You may shower any time after surgery, but pay attention to your body and don’t shower if you are feeling lightheaded or tired. Simply pat your incision dry after your shower and leave the incision open to the air under your clothing.

Do not take tub baths or Jacuzzi baths and do not go swimming for the first three weeks after your surgery.

General anesthesia, inactivity after surgery and pain-relieving prescription narcotics may cause constipation after surgery. It may be helpful to take a stool softener and/or laxative after surgery. These medications, which include Colace, Miralax and Senokot, may be purchased over the counter at your local pharmacy.

What should I expect while recovering?

You can expect incision pain during the first several days after surgery. Typically, any leg pain will improve first. You may also experience numbness and tingling because of nerve damage caused by nerve compression. This will typically get better after a few weeks or months as the nerve heals. Please note, nerve damage does not always resolve after surgery.

Back discomfort and stiffness are common after surgery. To help you manage the pain, you will be given a prescription for pain medication when you leave the hospital or surgery center. As the pain improves, you may change to Tylenol or Advil to help with pain control. An ice pack along the incision line will also help with any discomfort you feel.
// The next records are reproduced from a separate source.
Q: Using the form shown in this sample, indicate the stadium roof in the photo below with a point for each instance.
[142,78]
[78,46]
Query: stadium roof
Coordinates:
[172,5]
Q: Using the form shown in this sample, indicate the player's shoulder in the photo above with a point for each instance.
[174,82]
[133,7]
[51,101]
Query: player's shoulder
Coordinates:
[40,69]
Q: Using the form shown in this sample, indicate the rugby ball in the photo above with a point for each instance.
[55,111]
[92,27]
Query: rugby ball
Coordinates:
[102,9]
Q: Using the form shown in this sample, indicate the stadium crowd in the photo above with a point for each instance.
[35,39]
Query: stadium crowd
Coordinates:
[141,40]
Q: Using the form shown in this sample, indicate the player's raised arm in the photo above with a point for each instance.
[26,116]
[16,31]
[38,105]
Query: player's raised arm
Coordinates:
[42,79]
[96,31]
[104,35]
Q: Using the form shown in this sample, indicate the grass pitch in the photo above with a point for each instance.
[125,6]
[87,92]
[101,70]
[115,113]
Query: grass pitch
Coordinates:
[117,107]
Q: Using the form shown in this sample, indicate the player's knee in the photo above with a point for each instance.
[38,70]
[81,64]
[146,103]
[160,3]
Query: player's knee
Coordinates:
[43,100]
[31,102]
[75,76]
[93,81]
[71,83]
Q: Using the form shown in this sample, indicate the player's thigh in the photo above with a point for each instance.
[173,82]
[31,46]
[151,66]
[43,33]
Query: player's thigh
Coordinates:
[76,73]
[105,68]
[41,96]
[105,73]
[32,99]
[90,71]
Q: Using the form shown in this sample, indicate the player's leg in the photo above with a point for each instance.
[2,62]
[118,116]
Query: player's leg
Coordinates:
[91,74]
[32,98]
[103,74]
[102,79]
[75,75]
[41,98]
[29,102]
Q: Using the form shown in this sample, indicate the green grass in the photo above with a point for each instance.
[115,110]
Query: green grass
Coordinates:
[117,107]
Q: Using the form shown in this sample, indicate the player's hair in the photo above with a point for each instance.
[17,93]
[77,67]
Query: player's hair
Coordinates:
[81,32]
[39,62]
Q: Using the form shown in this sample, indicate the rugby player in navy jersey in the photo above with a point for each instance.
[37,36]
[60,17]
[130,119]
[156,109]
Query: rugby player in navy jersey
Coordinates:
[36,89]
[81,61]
Possible physical therapy exercises

After leaving the hospital, physical therapy is usually not necessary for most patients. Your best therapy is walking, which increases blood flow to the spine and assists in the healing process. Try walking on a structured basis, beginning slowly at first and progressing on a regular basis as your pain begins to lessen.

If your recovery is slower, you may need additional therapy after surgery. If needed, physical therapy will be discussed with you at your follow-up appointment.